Desde hace un par de décadas, en Venezuela se ha venido produciendo un fenómeno que atenta contra la democracia: La satanización de la actividad política.

Carlos Graffe

Es común escuchar entre los amigos palabras muy duras contra quienes nos dedicamos a esta actividad y tenemos que reconocer que existen culpas individuales y grupales que han contribuido con esa percepción; sin embargo, las acciones negativas de algunos actores no son suficiente argumento como para enlodar un segmento de la población que muchas veces descuida sus propios intereses para luchar por los del colectivo.

Por otra parte, el deterioro de los partidos políticos inmerso en el proceso de desinstitucionalización que ha sufrido el país y el nacimiento de una nueva clase política sin filiación partidista, sin formación ideológica y sin visión de Estado, que aun preñada de buenas intenciones, no siempre contribuye con la consecución de los objetivos que ellos mismos enarbolan, ha contribuido a servir un escenario que privilegia las pretensiones del Presidente de la República y es también caldo de cultivo para el nacimiento de un nuevo germen que atenta contra la democracia: Los oportunistas, que ven en la actividad política un escenario en el que pueden hacer o incrementar fortunas y al mismo tiemplo suplir carencias de índole social.

Frente a esta preocupante realidad existen  razones para ser optimista. Se vislumbra un grupo de jóvenes talentosos, que han demostrado tener la valentía para dar la cara por la libertad en todos los terrenos y que al mismo tiempo, entienden la necesidad no sólo de prepararse sino también de contribuir con la formación de de los ciudadanos en todos los estratos sociales.

Ver a muchachos como Carlos Graffe, Sara Hanna, Isabela Bellera, Eddy Contreras y Namir Kallab entre otros tantos, metidos tanto en barrios como urbanizaciones, dictando talleres de ciudadanía, más temprano estudiando en sus universidades e inclusive entregando sus fines de semana al estudio de la política y la problemática social del país, son motivo de orgullo y esperanza.

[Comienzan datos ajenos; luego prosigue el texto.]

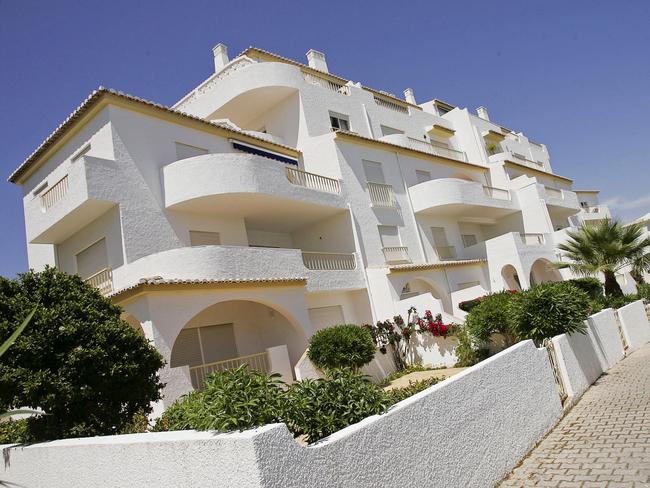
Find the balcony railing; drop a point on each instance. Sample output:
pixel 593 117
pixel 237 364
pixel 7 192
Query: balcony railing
pixel 553 192
pixel 381 195
pixel 313 181
pixel 102 280
pixel 327 83
pixel 437 149
pixel 533 239
pixel 396 254
pixel 54 194
pixel 390 105
pixel 498 193
pixel 258 362
pixel 328 260
pixel 446 253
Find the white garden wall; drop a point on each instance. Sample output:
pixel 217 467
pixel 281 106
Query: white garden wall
pixel 486 418
pixel 635 325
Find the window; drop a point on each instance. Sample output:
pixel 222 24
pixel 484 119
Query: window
pixel 422 176
pixel 79 154
pixel 184 151
pixel 92 259
pixel 339 121
pixel 202 238
pixel 389 235
pixel 389 131
pixel 469 240
pixel 373 172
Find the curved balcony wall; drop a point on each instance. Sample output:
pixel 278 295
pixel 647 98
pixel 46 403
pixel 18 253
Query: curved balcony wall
pixel 234 263
pixel 455 197
pixel 246 180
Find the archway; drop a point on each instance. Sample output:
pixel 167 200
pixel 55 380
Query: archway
pixel 234 332
pixel 510 277
pixel 418 286
pixel 542 271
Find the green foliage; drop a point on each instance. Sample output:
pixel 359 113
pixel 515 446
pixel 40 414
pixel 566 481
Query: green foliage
pixel 318 408
pixel 467 352
pixel 549 309
pixel 14 432
pixel 78 361
pixel 341 346
pixel 489 317
pixel 398 394
pixel 606 248
pixel 234 399
pixel 412 368
pixel 591 286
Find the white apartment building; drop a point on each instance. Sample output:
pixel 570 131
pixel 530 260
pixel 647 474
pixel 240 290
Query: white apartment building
pixel 276 199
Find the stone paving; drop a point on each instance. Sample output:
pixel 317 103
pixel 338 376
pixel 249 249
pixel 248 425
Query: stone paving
pixel 604 441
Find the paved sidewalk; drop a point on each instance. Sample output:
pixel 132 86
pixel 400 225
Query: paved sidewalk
pixel 604 441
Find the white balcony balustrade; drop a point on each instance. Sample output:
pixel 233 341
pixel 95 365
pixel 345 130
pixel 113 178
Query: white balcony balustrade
pixel 532 239
pixel 54 194
pixel 446 253
pixel 102 280
pixel 381 195
pixel 436 149
pixel 313 181
pixel 396 254
pixel 258 362
pixel 328 260
pixel 327 83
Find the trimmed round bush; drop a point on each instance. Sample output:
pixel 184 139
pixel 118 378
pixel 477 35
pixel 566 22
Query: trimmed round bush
pixel 591 286
pixel 491 316
pixel 341 346
pixel 549 309
pixel 87 369
pixel 318 408
pixel 234 399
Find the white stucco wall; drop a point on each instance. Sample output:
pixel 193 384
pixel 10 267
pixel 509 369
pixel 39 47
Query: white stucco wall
pixel 635 325
pixel 514 402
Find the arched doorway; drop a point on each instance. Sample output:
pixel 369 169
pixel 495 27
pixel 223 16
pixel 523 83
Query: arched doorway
pixel 235 332
pixel 510 277
pixel 419 286
pixel 542 271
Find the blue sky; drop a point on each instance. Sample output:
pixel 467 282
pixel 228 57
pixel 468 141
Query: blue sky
pixel 573 75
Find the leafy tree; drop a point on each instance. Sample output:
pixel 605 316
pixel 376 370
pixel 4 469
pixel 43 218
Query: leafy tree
pixel 342 346
pixel 606 248
pixel 549 309
pixel 90 371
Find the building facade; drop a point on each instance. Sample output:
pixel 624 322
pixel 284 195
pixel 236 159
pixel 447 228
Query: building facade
pixel 276 199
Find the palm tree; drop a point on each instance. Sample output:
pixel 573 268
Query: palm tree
pixel 605 247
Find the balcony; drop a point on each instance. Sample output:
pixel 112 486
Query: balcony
pixel 323 271
pixel 396 255
pixel 80 196
pixel 452 197
pixel 381 195
pixel 263 191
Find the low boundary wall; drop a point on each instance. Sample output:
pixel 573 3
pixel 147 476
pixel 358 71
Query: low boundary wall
pixel 469 431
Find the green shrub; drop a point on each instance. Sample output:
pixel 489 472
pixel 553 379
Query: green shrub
pixel 398 394
pixel 318 408
pixel 90 371
pixel 467 352
pixel 234 399
pixel 549 309
pixel 591 286
pixel 489 317
pixel 341 346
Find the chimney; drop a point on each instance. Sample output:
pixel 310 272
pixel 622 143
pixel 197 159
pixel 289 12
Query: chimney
pixel 409 96
pixel 316 60
pixel 482 113
pixel 220 52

Si lográsemos entender que nuestro ímpetu frente a los problemas que nos aquejan, nuestros deseos de vivir en un régimen de libertades, nuestros sueños de progreso y nuestra preocupación por quienes nos trascenderán, debemos canalizarlos mediante una corriente de pensamiento y  participamos en la recuperación de los Partidos como base de la democracia, estaremos contribuyendo con esos muchachos que nos han tomado la delantera y se han convertido en sembradores de futuro.